Aujourd’hui l’atelier lodévois, qui s’enorgueillit d’avoir tissé à la main cinq tapis actuellement à l’Élysée, réalise nombre de pièces inspirées d’artistes contemporains. Mais Jean-Marc Sauvier tient à continuer à créer des œuvres classiques tel le magnifique tapis à volutes de style Louis XIV qui trône à l’entrée de l’atelier.
"J’aime montrer qu’avec une même technique qui date de 1664, on peut faire des œuvres complètement contemporaines mais aussi des classiques" inspirés de l’œuvre de Charles Le Brun, peintre et décorateur officiel de Louis XIV, souligne-t-il. "Je sais que je suis en train de toucher quelque chose de très rare dans une carrière", avoue avec émotion Benoît Jorba y Campo, 35 ans, qui dessine dans la salle des calques le carton d’une pièce classique destinée au palais de la Légion d’Honneur.

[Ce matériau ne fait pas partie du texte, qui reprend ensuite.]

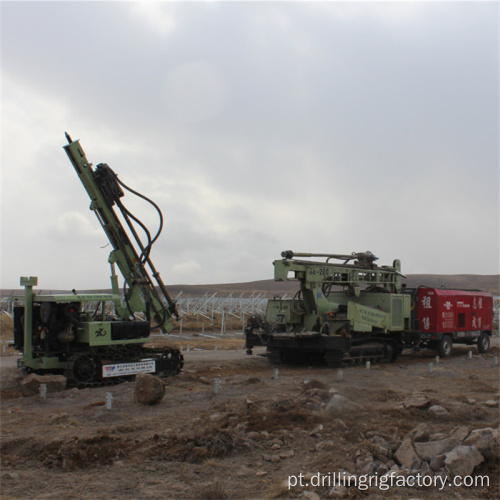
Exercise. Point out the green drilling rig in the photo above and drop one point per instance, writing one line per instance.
(56, 334)
(347, 310)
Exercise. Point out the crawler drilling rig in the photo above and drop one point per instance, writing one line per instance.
(349, 311)
(57, 334)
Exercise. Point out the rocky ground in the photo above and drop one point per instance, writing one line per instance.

Le technicien d’art et artiste lissier, formé pendant quatre ans à l’école des Gobelins à Paris, doit réaliser le carton d’ici janvier 2019 à partir d’une pièce originale datant de 1801, avant de passer au tissage qui prendra au moins six ans à trois ou quatre lissiers.
"C’est un peu une quatrième dimension ici au niveau du temps", dit en souriant Anne Gautier, entrée à l’école des Gobelins à 17 ans et passionnée depuis trente ans par ce métier manuel et artistique d’excellence qu’elle a la chance d’exercer en tant que fonctionnaire.
Savoir-faire unique
Assis devant un métier vertical, de manière à voir à la fois le carton et l’ouvrage inspiré d’une œuvre de Nathalie Ponsard évoquant la fluidité de la lumière, Amaria, Bedja et Nordine, trois lissiers, passent et nouent la laine au moyen d’une broche de manière à réaliser un velours serré.

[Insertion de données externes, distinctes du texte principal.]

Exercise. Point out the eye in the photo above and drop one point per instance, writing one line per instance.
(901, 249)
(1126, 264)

Issus de familles rapatriées après la guerre d’Algérie, ils appartiennent à ce que Jean-Marc Sauvier appelle "l’histoire particulière de l’atelier" de Lodève, crée au départ pour favoriser l’insertion de quelque 70 femmes de harkis, tandis que les hommes étaient employés par l’Office national des forêts. "Je suis entrée il y a 43 ans, à l’âge de 17 ans, à l’atelier où travaillait déjà ma mère", raconte Amaria, qui va bientôt prendre sa retraite.

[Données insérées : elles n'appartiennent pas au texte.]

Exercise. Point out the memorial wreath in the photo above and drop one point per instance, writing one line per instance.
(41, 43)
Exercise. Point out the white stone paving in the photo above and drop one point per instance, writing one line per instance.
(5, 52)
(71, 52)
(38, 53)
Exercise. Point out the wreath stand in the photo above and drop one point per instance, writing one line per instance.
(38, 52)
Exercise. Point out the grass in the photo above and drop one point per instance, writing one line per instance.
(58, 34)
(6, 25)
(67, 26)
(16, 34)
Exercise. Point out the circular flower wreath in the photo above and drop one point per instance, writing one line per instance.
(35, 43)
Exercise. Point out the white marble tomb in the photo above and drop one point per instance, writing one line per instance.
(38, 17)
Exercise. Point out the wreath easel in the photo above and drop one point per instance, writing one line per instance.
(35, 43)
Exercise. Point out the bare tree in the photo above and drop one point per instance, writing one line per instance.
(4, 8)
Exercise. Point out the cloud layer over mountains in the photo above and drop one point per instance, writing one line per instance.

Un savoir-faire séculaire menacé par la baisse drastique des vocations au fil du temps. |
Photo: AFP/VNA/CVN |
Embauchée en 1979, Bedja, 57 ans, a appris avec les anciennes un métier qu’elle n’a pas choisi mais qui lui plait vraiment. Aucun de ses enfants n’a pourtant souhaité le poursuivre. Alors que l’atelier est installé depuis 1989 à l’entrée de la ville, dans un bâtiment moderne et lumineux qui va être rénové à partir de septembre pour s’ouvrir davantage au public, les deux femmes décrivent des débuts difficiles dans des baraquements dans lesquels elles gelaient en hiver et cuisaient en été. "Il fallait aller vite, on n’avait pas de pause, pas de repères, les femmes souffraient", se souvient Bedja.
Nordine a suivi pendant quatre ans la formation des Gobelins malgré le coût de la vie à Paris. "Pour un homme, c’était nouveau de faire du tissage à Lodève" où des femmes, comme en Algérie, étaient chargées de cette activité, "mais à Paris, c’est traditionnellement un métier d’homme", raconte-t-il.
Actuellement, sur un effectif réduit à vingt personnes, on compte à Lodève seulement cinq lissiers issus de la communauté des harkis. Face à la baisse drastique des effectifs au fil du temps, les lissiers avouent leur crainte de "voir disparaître à jamais un savoir-faire unique".